Oppure, ancora, significa agire su una condizione oggettiva, materiale, che informa però soggettivamente tutto il tessuto sociale, ne crea le condizioni psicologiche ed emotive: dalle amicizie perse ai tornelli del porto, agli abbracci di congedo nelle famiglie, fino al senso di impotenza che aleggia su chi rimane e guarda gli altri andare altrove e quello di ineluttabilità che contorna gli emigranti.

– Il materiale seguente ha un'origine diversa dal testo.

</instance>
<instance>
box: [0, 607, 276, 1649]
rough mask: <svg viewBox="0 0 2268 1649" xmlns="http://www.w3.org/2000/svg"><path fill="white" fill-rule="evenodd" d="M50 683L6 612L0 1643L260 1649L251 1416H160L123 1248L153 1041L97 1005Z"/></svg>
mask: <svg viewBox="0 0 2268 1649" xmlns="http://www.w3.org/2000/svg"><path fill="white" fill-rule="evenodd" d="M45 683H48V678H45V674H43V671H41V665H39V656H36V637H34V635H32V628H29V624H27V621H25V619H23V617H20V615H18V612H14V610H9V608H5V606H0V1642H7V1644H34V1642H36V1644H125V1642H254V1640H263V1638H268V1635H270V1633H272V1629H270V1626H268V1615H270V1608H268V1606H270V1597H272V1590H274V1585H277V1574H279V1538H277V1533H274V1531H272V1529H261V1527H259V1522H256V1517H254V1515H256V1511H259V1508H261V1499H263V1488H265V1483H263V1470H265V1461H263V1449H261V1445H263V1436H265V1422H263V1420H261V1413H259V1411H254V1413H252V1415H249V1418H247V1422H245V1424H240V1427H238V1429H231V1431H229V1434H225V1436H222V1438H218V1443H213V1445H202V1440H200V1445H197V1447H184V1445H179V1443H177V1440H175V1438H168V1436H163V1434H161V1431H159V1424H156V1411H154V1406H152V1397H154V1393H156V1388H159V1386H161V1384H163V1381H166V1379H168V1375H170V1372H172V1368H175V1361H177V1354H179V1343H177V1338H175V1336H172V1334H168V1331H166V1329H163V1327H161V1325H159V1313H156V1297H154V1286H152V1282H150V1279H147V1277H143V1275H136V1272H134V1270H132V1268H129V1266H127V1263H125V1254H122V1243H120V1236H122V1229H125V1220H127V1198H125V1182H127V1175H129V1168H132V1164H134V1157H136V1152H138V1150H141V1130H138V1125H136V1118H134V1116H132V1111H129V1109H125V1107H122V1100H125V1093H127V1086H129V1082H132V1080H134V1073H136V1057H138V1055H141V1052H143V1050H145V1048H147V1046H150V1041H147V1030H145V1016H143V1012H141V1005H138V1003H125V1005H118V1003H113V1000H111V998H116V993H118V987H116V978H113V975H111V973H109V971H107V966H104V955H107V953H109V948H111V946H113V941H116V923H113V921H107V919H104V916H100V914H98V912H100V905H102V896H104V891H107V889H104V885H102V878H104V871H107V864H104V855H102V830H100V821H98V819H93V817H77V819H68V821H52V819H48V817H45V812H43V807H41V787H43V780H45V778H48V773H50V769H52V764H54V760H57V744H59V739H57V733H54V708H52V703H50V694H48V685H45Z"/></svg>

La dimensione strutturale si fa qui fatto intimo, di un personale che è immediatamente collettivo perché accomuna tutta una popolazione; il fattore particolare sgrana il rosario delle contraddizioni per disegnare tutto lo spettro del sistema di dominio e sfruttamento.
La battaglia per fermare l’emigrazione è allora battaglia per costruire le condizioni per rimanere, rimanere è il presupposto per la ricostruzione di una forza collettiva in grado di incidere e scardinare le strutture del nemico e costruire delle ipotesi concrete di cambiamento reale.

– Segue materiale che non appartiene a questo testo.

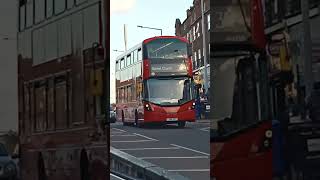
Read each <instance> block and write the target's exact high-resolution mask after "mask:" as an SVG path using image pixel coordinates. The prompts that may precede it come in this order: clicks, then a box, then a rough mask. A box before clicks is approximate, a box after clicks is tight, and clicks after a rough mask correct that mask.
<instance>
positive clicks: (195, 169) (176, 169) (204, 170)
mask: <svg viewBox="0 0 320 180" xmlns="http://www.w3.org/2000/svg"><path fill="white" fill-rule="evenodd" d="M168 171H173V172H208V171H210V169H171V170H168Z"/></svg>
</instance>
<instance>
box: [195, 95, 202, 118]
mask: <svg viewBox="0 0 320 180" xmlns="http://www.w3.org/2000/svg"><path fill="white" fill-rule="evenodd" d="M196 118H197V119H201V101H200V96H197V98H196Z"/></svg>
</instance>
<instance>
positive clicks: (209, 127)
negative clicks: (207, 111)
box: [200, 127, 210, 132]
mask: <svg viewBox="0 0 320 180" xmlns="http://www.w3.org/2000/svg"><path fill="white" fill-rule="evenodd" d="M200 130H201V131H206V132H209V131H210V127H206V128H201V129H200Z"/></svg>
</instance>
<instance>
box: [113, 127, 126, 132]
mask: <svg viewBox="0 0 320 180" xmlns="http://www.w3.org/2000/svg"><path fill="white" fill-rule="evenodd" d="M112 129H114V130H117V131H122V132H127V131H125V130H123V129H118V128H112Z"/></svg>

Se quello di Antudo è un lavoro pensato, costruito e agito particolarmente sulla dimensione locale della Sicilia è anche vero che, come vuole il luogo comune per cui ogni Nord ha il suo Sud, non è una dimensione esclusivamente siciliana quella dell’emigrazione come problema sociale, che, anzi, accomuna non solo tutto il meridione italiano, ma anche buona parte delle sue province, in cui il futuro ha i contorni stretti e grigi del cemento. Un minimo comune denominatore quindi, su cui ritorna quella possibilità di andare alla radice delle cose e dare corpo a focolai di resistenza e costruzione del dissenso e del contropotere.

Azzardando l’ipotesi di salire ancora di più nella catena della violenza sistemica, il marchio a fuoco impresso a suo tempo da casa Savoia alle terre del fu regno borbonico, non ricorda molto da vicino la collocazione che l’Italia ha assunto giocoforza nello scacchiere europeo? Fornitore di manodopera specializzata e rassegnata, discarica di colpe e rifiuti, peones cui dare pacche (o randellate) sulla testa; assunta con una punta di sarcasmo e saccenza padronale nel novero dei Pigs, i paesi scarsi d’Europa, i maiali che stanno nel primo mondo giusto a patto di stare nel fango del porcile.

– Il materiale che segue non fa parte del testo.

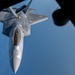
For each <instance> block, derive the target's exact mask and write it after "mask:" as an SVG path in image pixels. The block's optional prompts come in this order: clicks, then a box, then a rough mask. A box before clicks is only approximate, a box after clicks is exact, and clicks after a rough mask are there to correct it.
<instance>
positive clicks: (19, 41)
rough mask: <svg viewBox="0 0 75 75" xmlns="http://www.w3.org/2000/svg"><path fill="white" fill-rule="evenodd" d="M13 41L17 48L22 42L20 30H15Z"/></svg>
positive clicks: (15, 29)
mask: <svg viewBox="0 0 75 75" xmlns="http://www.w3.org/2000/svg"><path fill="white" fill-rule="evenodd" d="M12 41H13V43H14V45H15V46H17V45H18V44H19V43H20V41H21V32H20V29H19V28H16V29H14V33H13V38H12Z"/></svg>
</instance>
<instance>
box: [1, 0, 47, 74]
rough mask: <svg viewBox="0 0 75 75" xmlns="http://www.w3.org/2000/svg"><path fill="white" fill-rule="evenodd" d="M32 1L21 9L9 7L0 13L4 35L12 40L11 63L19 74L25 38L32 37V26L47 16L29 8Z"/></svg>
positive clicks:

Seguendo il filo del dominio coloniale non si tratta più (o non solo) di una faccenda localistica, di una Questione meridionale, ma di una questione dei territori, del loro uso capitalistico ma anche del loro contro-utilizzo all’interno di un disegno di antagonismo radicale di ampio respiro. Non si sta parlando qui della vetusta e mai chiarita parola d’ordine “ritornare nei territori”, ma di impugnare quei punti focali, quale è ad esempio l’emigrazione, che assumono su di sé la carica delle emozioni proprie del soggettivo e la dimensione delle contraddizioni oggettive che il capitale mette in bella mostra sui marciapiedi, di coniugare un’azione capillare e localizzata con una strategia di costruzione organizzativa e politica il più ampia e articolata possibile, sulla base di elementi centrali e riproducibili. Tale è la scommessa ambiziosa che, in controluce, le pagine di Antudo sembrano suggerire all’occhio militante, levandosi di torno quelle sfumature morali da sinistra pretesca che nessun interesse suscitano nel soggetto reale, per affrontare invece battaglie che sono prima di tutto materiali e che, proprio in quanto materiali, vanno a mutare l’orizzonte dei peones convertendoli in guerrilleros, e a ridisegnare i territori da luoghi d’accumulazione di capitale ad avamposti di conflitto.